If you haven't done anything to thank a vet lately, contact your congressman and tell him that if we can spend BILLIONS of dollars to bail out failed businesses just to watch them piss the money away, that we can fund our nations military and VA medical systems to help soldiers returning from war deal with their own demons. Ask them to do it in memory of Audie Murphy. It may not be the legacy most people think of when they remember Audie Murphy, but to me it may be his most important. Not all wounds are on the outside.
So what exactly did Audie Murphy do you may be asking? If you are, get down and knock out 50 and then read the following:
Medal of Honor citation
- Rank and organization: Second Lieutenant, U.S. Army, Company B 15th Infantry, 3rd Infantry Division.
- Place and date: Near Holtzwihr France, January 26, 1945.
- Entered service at: Dallas, Texas. Birth: Hunt County, near Kingston, Texas, G.O. No. 65, August 9, 1944.
- Citation: Second Lt. Murphy commanded Company B, which was attacked by six tanks and waves of infantry. 2d Lt. Murphy ordered his men to withdraw to a prepared position in a woods, while he remained forward at his command post and continued to give fire directions to the artillery by telephone. Behind him, to his right, one of our tank destroyers received a direct hit and began to burn. Its crew withdrew to the woods. 2d Lt. Murphy continued to direct artillery fire, which killed large numbers of the advancing enemy infantry. With the enemy tanks abreast of his position, 2d Lt. Murphy climbed on the burning tank destroyer, which was in danger of blowing up at any moment, and employed its .50 caliber machine gun against the enemy. He was alone and exposed to German fire from three sides, but his deadly fire killed dozens of Germans and caused their infantry attack to waver. The enemy tanks, losing infantry support, began to fall back. For an hour the Germans tried every available weapon to eliminate 2d Lt. Murphy, but he continued to hold his position and wiped out a squad that was trying to creep up unnoticed on his right flank. Germans reached as close as 10 yards, only to be mowed down by his fire. He received a leg wound, but ignored it and continued his single-handed fight until his ammunition was exhausted. He then made his way back to his company, refused medical attention, and organized the company in a counterattack, which forced the Germans to withdraw. His directing of artillery fire wiped out many of the enemy; he killed or wounded about 50. 2d Lt. Murphy's indomitable courage and his refusal to give an inch of ground saved his company from possible encirclement and destruction, and enabled it to hold the woods which had been the enemy's objective
Audie Murphy died in 1971, not by enemy fire or by taking his own life due to depression by PTSD, but in a plane crash. He lies buried in Arlington under a standard, plain marble head stone. It is the second most visited grave in Arlington after President Kennedy's. Although his name is not as readily known by today's generation of Nintendo and XBox heads, the small kid from Texas who was rejected by both the Marines, the Navy and Airborne still remains one of our nations highest decorated heroes of all time.

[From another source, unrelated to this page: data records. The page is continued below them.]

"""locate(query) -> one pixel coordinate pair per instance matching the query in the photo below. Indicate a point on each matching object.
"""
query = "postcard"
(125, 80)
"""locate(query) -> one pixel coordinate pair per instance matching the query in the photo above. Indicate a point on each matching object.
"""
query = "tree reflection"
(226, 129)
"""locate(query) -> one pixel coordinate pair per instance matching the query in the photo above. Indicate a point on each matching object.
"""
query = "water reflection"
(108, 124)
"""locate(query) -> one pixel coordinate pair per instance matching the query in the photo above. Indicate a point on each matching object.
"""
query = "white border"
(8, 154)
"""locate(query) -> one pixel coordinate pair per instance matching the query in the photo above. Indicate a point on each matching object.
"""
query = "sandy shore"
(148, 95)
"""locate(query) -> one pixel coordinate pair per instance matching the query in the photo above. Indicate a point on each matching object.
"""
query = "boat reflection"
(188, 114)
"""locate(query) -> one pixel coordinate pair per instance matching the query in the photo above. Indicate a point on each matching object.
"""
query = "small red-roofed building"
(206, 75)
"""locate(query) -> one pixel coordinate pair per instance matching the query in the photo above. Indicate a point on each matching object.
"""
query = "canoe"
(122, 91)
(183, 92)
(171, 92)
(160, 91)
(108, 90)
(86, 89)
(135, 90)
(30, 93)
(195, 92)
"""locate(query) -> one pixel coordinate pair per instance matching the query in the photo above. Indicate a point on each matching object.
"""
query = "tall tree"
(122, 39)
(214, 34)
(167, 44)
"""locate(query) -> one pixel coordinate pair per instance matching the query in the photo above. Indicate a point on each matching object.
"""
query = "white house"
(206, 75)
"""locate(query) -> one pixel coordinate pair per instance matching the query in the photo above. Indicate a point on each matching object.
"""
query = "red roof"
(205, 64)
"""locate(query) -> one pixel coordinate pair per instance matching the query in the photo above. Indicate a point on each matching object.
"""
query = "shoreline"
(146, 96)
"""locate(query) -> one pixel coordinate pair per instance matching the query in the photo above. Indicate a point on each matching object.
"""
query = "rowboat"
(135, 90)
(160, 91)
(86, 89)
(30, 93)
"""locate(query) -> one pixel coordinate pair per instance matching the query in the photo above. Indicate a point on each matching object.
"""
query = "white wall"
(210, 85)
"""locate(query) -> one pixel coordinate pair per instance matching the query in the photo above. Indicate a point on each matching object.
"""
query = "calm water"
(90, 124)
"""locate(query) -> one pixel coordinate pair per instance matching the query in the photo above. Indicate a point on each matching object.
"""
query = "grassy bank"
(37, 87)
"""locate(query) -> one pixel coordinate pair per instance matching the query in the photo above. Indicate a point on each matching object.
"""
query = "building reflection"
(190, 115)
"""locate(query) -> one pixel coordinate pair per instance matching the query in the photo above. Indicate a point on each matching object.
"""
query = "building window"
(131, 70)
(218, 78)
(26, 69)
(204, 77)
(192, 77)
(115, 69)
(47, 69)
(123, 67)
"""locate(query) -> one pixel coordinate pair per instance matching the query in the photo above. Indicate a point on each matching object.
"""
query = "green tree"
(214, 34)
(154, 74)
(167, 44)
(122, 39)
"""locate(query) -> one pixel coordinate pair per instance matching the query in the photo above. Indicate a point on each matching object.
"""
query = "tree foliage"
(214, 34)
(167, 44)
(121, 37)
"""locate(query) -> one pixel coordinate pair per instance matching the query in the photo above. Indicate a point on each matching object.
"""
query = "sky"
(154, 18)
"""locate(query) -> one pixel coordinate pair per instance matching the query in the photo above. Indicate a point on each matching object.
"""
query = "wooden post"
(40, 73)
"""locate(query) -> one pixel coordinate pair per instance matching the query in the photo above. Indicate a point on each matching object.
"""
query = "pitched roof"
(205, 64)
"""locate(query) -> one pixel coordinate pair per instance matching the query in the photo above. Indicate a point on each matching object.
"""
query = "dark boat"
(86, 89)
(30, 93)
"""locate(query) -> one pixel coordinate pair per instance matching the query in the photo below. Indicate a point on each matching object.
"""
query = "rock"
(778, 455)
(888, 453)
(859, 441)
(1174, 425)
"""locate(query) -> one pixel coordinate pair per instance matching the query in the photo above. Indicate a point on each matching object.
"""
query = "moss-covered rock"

If you want to visit a pretty good site with some candid photos of Audie Murphy, click here.
The M2 Machine Gun
The weapon that Audie Murphy used to inflict those devastating casualties on the Germans in the citation above is an American classic. Designed towards the end of WWI as a heavy machine gun to rule the battle of "No Man's Land" between the trenches, the design has proven so efficient and durable that it still remains the standard heavy machine gun of both US Armed Forces and many others throughout the world. Normally called the "fifty cal" or "fifty" (and more lovingly called "Ma Deuce" by some) the M2 fires a MASSIVE projectile downrange. Flavors include both anti-personnel and armor piercing rounds. To give you an example of how powerful this weapon is, the standard anti-personnel round fires a 706 grain projectile at 2,910 feet a second for a muzzle energy of 13,278 foot pounds!!! You are able to easily demolish small structures with it if that is your whim at the moment. The armor piercing rounds will penetrate over 20mm of steel at 100 yards. I don't know of many homes or buildings that can stand up to that punishment. Stories of enemy soldiers being ripped to shreds after being hit with rounds from the M2 are well founded. Even at extreme ranges the rounds maintain enough energy to be lethal out to several miles. The legendary Marine sniper Carlos Hathcock used a modified M2 to make a 2,500 meter confirmed kill during Vietnam, a feat not beat until 2002 when a Canadian reached out farther using a modern rifle with specialized ammo and ballistics computer. Most M2's are not carried by hand, though if you are a masochist you are certainly welcome to hump all 127 pounds of the gun (weapon, tripod and T&E, ammo not included) around. Normally it is mounted on a vehicle or aircraft or emplaced in a hardened bunker or other such structure - much to the relief of the gunner. I used to have a picture somewhere of me manning the .50 on my M113 track, I would give one of my minor appendages to remember what the hell I did with it. I thankfully can remember the "BOP-BOP-BOP-BOP" sound of it firing and the feeling of it recoiling against the mount in my hands......ah, memories.